第41話
修学旅行明けの週末の、繁華街から少し逸れた人通りの殆ど無い薄暗い路地裏。そこから二人、同じ歩幅で歩いていく。
今頃同じ斑のメンバーはカラオケで盛り上がっている頃だろう。主に山下とか山下とかが。
「な、どうする?」
「…なにが」
「打ち上げ。行く?」
のんびりと歩を進めながら聞いてみる。
あぁ、天にも昇る気持ちとは正にこのことなんだろう。幸せ過ぎて、俺の人生のピークは正に今なのかも知れない。
「どっちでもいいよ」
「えー。ここは『高木と二人でいたい』とか言うところじゃないの?」
「なっ…」
茶化すように言えば、横田はぐぬぬと俯いていく。横田がこんなに表情豊かな奴だったなんて知らなかった。しかもその視線は他の誰でもない、俺に向けられているだなんて。こんなに照れたりする横田を拝める日が来るなんて。
これからは親友なんていうポジションじゃなく恋人として、横田と並んで歩くことができるなんて。
「ふはっ……っあー!やべ、俺まじやばいかも。もう死んでもいい」
「ちょっと…今死んだら駄目でしょ」
心なしか横田くんの台詞の数が増えた気がする。あー…こうやって少しずつ、新しい横田を発見していくんだろうか。
「よーこたー」
「…なん…だよ」
「ははっ、なんでもなーい」
行きはあんなにどんよりと暗かったはずなのに、なんでだろう…同じ道を同じ人と歩いているのに、今はこんなに輝いてみえる。恋愛ってすげぇ。
「ねぇねぇ横田」
「…?」
ふと立ち止まって、不思議そうにこちらを振り向く横田に笑いかける。
「好きだよ」
「…!」
片手で顔をぱたぱたと仰ぐ横田、ほんと可愛いなーとか思ってたら、ばしんと背中を叩かれた。
「横田くんヒドイ!」
「…ばか」
横田くんツンデレ属性なのかな。あぁもう、全てが愛おしくて、この人が自分を好いてくれていることがたまらなく嬉しい。
無表情だった頃の横田くんも非常にグッジョブだったけど、こうして俺の発言一つにころころ表情を変える横田くんはもっともっと魅力的だ。
「……」
「……」
路地裏出てからやたらと心臓が煩い。ばくばくばくと、そろそろ心臓が悲鳴をあげている気がする。でもこんなに心地の好いドキドキは初めてだ。

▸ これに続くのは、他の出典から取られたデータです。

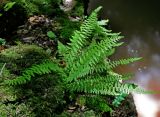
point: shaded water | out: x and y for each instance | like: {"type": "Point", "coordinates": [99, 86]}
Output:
{"type": "Point", "coordinates": [139, 22]}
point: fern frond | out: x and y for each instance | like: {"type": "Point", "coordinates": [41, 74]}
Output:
{"type": "Point", "coordinates": [101, 86]}
{"type": "Point", "coordinates": [44, 68]}
{"type": "Point", "coordinates": [93, 54]}
{"type": "Point", "coordinates": [79, 39]}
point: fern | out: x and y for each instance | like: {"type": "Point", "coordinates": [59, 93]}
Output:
{"type": "Point", "coordinates": [85, 66]}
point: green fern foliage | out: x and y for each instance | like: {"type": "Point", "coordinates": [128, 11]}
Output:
{"type": "Point", "coordinates": [84, 65]}
{"type": "Point", "coordinates": [44, 68]}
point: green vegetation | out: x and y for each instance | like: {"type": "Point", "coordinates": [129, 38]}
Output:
{"type": "Point", "coordinates": [75, 77]}
{"type": "Point", "coordinates": [82, 73]}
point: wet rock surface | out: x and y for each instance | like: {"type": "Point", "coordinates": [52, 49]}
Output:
{"type": "Point", "coordinates": [35, 32]}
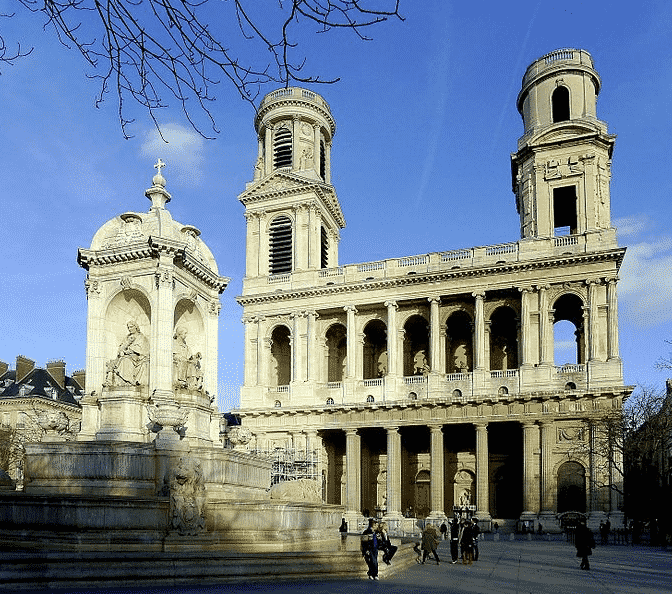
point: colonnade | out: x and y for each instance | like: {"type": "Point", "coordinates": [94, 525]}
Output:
{"type": "Point", "coordinates": [309, 351]}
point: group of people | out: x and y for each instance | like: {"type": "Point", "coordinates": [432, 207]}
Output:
{"type": "Point", "coordinates": [375, 539]}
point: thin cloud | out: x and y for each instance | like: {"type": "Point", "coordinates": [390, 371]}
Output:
{"type": "Point", "coordinates": [182, 149]}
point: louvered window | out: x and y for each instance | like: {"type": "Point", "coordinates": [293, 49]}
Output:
{"type": "Point", "coordinates": [280, 248]}
{"type": "Point", "coordinates": [282, 148]}
{"type": "Point", "coordinates": [324, 260]}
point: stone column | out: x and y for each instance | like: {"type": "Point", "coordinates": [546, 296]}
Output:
{"type": "Point", "coordinates": [353, 465]}
{"type": "Point", "coordinates": [479, 331]}
{"type": "Point", "coordinates": [547, 482]}
{"type": "Point", "coordinates": [296, 132]}
{"type": "Point", "coordinates": [268, 161]}
{"type": "Point", "coordinates": [545, 351]}
{"type": "Point", "coordinates": [612, 319]}
{"type": "Point", "coordinates": [393, 473]}
{"type": "Point", "coordinates": [436, 486]}
{"type": "Point", "coordinates": [482, 472]}
{"type": "Point", "coordinates": [530, 482]}
{"type": "Point", "coordinates": [592, 319]}
{"type": "Point", "coordinates": [316, 149]}
{"type": "Point", "coordinates": [252, 252]}
{"type": "Point", "coordinates": [312, 348]}
{"type": "Point", "coordinates": [525, 358]}
{"type": "Point", "coordinates": [351, 310]}
{"type": "Point", "coordinates": [392, 369]}
{"type": "Point", "coordinates": [434, 333]}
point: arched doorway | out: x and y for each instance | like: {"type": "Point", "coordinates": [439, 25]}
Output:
{"type": "Point", "coordinates": [571, 487]}
{"type": "Point", "coordinates": [422, 503]}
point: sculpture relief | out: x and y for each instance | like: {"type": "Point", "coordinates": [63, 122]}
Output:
{"type": "Point", "coordinates": [187, 497]}
{"type": "Point", "coordinates": [187, 372]}
{"type": "Point", "coordinates": [131, 365]}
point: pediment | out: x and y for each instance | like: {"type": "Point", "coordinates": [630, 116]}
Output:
{"type": "Point", "coordinates": [279, 182]}
{"type": "Point", "coordinates": [285, 184]}
{"type": "Point", "coordinates": [563, 132]}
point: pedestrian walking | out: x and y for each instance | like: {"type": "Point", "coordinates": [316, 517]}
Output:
{"type": "Point", "coordinates": [430, 541]}
{"type": "Point", "coordinates": [466, 543]}
{"type": "Point", "coordinates": [370, 551]}
{"type": "Point", "coordinates": [475, 532]}
{"type": "Point", "coordinates": [384, 543]}
{"type": "Point", "coordinates": [584, 543]}
{"type": "Point", "coordinates": [454, 539]}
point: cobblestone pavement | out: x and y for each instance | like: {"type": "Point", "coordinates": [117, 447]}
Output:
{"type": "Point", "coordinates": [516, 567]}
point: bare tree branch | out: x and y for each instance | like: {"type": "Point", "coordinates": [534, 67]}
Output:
{"type": "Point", "coordinates": [147, 50]}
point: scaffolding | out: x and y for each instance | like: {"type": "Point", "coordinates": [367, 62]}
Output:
{"type": "Point", "coordinates": [291, 464]}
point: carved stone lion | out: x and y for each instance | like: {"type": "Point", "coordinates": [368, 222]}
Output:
{"type": "Point", "coordinates": [187, 497]}
{"type": "Point", "coordinates": [305, 490]}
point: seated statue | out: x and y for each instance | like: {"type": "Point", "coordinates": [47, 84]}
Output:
{"type": "Point", "coordinates": [131, 364]}
{"type": "Point", "coordinates": [187, 371]}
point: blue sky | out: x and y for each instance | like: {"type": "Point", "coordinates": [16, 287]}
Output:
{"type": "Point", "coordinates": [426, 121]}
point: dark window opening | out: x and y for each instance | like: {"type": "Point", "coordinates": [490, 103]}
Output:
{"type": "Point", "coordinates": [560, 101]}
{"type": "Point", "coordinates": [282, 148]}
{"type": "Point", "coordinates": [323, 168]}
{"type": "Point", "coordinates": [280, 245]}
{"type": "Point", "coordinates": [324, 254]}
{"type": "Point", "coordinates": [564, 211]}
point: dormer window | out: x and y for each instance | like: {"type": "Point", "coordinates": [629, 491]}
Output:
{"type": "Point", "coordinates": [280, 245]}
{"type": "Point", "coordinates": [560, 103]}
{"type": "Point", "coordinates": [282, 148]}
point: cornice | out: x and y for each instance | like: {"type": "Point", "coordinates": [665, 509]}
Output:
{"type": "Point", "coordinates": [446, 402]}
{"type": "Point", "coordinates": [434, 277]}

もう一度横田の顔が見たくてゆっくり隣を伺うように見ると、まさかの横田も同じ考えだったらしく、ばちりと音を立てるように視線が交わってしまう。
お互い照れくさそうに、はにかむように笑い合う。なんだこれ、幸せ過ぎる。
時折ひゅおおぉと吹いてくる冷たい風も、今は心地好く首筋を通っていく。…さっきはあんなに寒かったのにな。

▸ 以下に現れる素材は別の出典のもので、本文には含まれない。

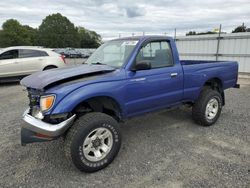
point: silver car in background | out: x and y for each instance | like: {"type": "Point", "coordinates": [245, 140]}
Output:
{"type": "Point", "coordinates": [20, 61]}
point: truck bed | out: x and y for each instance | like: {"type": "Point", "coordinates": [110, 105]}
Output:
{"type": "Point", "coordinates": [196, 73]}
{"type": "Point", "coordinates": [192, 62]}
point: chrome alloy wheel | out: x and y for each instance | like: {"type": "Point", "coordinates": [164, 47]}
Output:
{"type": "Point", "coordinates": [98, 144]}
{"type": "Point", "coordinates": [212, 108]}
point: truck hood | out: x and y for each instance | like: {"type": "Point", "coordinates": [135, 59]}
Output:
{"type": "Point", "coordinates": [44, 79]}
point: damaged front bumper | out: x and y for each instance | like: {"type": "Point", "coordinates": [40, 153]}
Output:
{"type": "Point", "coordinates": [36, 130]}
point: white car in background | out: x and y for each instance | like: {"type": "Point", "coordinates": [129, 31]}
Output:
{"type": "Point", "coordinates": [19, 61]}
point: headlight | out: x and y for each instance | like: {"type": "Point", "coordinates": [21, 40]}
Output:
{"type": "Point", "coordinates": [46, 102]}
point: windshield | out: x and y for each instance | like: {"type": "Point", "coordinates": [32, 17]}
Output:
{"type": "Point", "coordinates": [113, 53]}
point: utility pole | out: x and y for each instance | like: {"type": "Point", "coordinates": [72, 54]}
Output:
{"type": "Point", "coordinates": [218, 44]}
{"type": "Point", "coordinates": [174, 33]}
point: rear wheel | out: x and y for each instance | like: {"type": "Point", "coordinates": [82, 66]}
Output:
{"type": "Point", "coordinates": [207, 108]}
{"type": "Point", "coordinates": [93, 142]}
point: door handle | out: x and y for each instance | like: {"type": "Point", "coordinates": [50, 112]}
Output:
{"type": "Point", "coordinates": [174, 74]}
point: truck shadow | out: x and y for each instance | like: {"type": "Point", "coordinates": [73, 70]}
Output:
{"type": "Point", "coordinates": [137, 133]}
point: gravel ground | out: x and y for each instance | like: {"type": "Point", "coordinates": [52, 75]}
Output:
{"type": "Point", "coordinates": [162, 149]}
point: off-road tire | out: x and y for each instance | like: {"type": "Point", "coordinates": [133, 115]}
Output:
{"type": "Point", "coordinates": [73, 145]}
{"type": "Point", "coordinates": [199, 108]}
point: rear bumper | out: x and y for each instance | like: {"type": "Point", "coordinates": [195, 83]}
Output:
{"type": "Point", "coordinates": [34, 127]}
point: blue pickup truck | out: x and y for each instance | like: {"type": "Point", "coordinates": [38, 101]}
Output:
{"type": "Point", "coordinates": [123, 78]}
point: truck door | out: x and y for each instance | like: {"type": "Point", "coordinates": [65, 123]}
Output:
{"type": "Point", "coordinates": [155, 88]}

深い静けさの漂う小道から、遠くにうっすら見え始めた繁華街に目をやると、がやがやとひしめき合う人達の姿が見えた。
今俺達はあそこにいる誰よりも、一番幸せ絶頂だなぁなんて考えながら、ゆっくりゆっくり歩いていった。
「っあ、なー横田!そういえばあれじゃん、俺達も晴れてBLの仲間入りだな!」
「え、ベーコンレタス?」
---fin!---
おしまいです!!
なんだかんだでハッピーエンド。ぱちぱちぱちです´`!よかったね高木くん!
最後あのセリフでしめようというのは、連載当初から密かに決めてました(笑)
本編41ページという長丁場、お付き合いくださって本当にありがとうございました!